Today I did something very unusual – by my standards, anyway.
I went to the maul this afternoon to pick something up from the bookshop. I was in a hurry, so I ran up the escalators and slipped between two guys who were in the way. Unfortunately, the cable from my headphones caught on a button on one guy’s coat. The button popped off, and I heard it and stopped. I picked the button up, apologising, but the owner (who hadn’t made any move to pick it up himself) started swearing at me, going on and on about how I’d f*king broken his f*king button in a nasally voice.
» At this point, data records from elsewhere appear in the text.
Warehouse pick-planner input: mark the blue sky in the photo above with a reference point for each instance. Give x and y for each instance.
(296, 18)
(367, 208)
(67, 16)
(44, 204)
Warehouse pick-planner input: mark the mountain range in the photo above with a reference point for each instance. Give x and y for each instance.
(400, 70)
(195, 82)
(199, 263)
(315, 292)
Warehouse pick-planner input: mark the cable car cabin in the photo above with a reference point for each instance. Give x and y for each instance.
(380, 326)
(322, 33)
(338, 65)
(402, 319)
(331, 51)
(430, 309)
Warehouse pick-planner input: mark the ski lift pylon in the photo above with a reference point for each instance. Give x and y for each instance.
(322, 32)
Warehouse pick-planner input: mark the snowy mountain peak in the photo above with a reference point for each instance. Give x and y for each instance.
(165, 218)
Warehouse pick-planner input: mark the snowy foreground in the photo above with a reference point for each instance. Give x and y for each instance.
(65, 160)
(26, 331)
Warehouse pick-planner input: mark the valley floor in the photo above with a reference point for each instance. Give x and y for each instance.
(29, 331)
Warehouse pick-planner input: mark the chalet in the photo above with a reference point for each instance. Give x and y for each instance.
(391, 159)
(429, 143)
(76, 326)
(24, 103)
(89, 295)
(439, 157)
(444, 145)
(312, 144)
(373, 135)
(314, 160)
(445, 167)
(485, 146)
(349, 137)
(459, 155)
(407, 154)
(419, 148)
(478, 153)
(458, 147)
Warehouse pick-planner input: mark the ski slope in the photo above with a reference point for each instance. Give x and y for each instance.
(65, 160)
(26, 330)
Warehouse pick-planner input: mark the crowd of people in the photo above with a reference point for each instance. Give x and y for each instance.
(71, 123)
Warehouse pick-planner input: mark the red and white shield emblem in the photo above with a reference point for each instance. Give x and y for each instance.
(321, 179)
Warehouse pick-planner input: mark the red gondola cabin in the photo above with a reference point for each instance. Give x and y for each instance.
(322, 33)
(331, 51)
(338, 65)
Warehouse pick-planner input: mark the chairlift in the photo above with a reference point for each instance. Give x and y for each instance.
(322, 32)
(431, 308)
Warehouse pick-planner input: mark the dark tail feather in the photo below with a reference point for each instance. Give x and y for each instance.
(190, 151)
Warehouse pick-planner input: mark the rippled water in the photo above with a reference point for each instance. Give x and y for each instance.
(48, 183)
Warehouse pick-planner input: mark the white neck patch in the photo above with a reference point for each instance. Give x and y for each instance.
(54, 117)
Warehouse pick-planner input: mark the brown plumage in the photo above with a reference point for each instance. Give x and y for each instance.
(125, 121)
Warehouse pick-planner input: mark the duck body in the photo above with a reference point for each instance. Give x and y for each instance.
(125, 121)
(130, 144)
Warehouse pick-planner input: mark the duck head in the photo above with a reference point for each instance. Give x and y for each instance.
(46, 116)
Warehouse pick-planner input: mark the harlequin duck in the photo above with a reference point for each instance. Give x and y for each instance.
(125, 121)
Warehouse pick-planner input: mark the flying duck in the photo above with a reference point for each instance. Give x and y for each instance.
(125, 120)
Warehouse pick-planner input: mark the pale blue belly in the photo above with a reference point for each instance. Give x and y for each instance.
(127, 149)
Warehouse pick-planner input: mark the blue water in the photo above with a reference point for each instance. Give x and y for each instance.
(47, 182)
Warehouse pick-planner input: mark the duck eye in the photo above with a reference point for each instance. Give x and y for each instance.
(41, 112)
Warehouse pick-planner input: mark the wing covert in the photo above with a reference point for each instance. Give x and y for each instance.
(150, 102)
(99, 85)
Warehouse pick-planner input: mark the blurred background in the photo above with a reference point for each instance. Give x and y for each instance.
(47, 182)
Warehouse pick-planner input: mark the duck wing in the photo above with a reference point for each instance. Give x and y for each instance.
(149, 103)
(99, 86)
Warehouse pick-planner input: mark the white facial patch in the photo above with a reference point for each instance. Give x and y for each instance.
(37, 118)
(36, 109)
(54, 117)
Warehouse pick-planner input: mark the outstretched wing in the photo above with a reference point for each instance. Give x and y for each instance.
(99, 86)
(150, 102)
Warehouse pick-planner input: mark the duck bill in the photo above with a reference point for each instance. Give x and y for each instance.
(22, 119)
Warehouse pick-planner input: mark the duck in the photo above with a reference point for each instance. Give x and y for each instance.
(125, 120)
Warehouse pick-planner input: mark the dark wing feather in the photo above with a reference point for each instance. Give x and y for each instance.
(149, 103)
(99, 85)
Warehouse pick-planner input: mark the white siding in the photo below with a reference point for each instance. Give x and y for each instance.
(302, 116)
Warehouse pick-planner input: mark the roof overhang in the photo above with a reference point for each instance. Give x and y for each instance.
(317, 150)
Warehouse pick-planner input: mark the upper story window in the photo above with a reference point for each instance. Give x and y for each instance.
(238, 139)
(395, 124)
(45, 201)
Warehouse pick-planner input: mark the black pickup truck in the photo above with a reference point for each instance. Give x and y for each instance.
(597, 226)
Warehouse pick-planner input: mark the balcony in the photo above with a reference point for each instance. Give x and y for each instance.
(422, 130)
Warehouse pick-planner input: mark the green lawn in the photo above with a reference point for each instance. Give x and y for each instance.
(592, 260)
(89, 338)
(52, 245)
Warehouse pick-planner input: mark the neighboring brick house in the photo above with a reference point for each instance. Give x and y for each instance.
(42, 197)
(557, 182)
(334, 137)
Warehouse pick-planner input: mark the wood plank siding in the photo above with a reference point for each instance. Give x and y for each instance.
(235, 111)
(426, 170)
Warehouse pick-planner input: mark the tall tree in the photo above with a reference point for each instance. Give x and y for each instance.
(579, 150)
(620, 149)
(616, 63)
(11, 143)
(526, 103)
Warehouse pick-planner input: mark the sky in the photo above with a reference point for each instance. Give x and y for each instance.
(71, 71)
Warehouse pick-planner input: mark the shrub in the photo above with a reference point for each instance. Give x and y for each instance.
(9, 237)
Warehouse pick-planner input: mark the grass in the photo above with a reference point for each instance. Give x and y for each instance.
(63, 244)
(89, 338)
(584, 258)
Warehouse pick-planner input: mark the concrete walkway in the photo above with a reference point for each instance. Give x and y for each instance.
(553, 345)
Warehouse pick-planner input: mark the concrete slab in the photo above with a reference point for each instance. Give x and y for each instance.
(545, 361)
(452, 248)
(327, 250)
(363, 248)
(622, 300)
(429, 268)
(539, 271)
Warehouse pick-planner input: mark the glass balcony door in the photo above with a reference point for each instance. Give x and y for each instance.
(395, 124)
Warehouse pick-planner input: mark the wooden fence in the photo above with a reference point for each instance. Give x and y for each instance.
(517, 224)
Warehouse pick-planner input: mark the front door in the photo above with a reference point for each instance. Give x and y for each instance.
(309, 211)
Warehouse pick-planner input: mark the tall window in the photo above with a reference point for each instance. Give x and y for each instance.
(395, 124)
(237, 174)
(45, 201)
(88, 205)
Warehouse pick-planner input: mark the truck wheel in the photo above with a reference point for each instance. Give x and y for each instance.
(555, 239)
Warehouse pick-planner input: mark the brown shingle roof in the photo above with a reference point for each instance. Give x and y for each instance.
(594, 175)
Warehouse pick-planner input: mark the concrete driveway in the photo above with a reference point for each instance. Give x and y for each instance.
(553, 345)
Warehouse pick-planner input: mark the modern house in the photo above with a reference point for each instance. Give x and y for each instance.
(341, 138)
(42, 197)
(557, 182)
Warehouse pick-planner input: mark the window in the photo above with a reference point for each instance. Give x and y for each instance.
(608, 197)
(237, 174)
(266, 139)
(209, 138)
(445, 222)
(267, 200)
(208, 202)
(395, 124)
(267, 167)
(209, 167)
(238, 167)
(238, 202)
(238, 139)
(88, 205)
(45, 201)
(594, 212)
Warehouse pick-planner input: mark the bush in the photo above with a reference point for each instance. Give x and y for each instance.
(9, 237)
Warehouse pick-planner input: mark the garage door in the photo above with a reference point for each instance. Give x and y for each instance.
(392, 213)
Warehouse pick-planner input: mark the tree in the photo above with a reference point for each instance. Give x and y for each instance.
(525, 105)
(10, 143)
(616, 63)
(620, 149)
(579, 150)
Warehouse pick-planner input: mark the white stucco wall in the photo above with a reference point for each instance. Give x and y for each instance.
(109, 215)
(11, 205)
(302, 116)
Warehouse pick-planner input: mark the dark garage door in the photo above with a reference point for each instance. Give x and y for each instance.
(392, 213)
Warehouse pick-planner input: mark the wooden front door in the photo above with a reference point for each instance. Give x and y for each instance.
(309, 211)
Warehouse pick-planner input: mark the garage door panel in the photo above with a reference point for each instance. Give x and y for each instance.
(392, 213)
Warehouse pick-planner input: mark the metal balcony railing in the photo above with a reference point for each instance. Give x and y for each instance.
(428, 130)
Everyone knows how threatening it is when a complete stranger starts swearing at you in public like that, and I’m an easily intimidated person – normally in a situation like that, I go scurrying off and hide somewhere. But this time I did the exact opposite of that: I stayed right where I was, facing a man who was probably twice as strong as myself and clearly more aggressive, and gave him a telling off. I told him there was no need to be rude, and when he whined back that of course there was, because I’d f*king broken his f*king button, I said “it’ll take two minutes to sew it back on again; stop being so melodramatic!”. And off I went.
Why lie? I’m proud of myself. Jerks like that deserve to be given a dressing-down, and if it comes from a short, completely unintimidating woman, all the better. It’s occurred to me that maybe I did what I did because of the whiny voice he was using; I did, after all, spend six years working in childcare.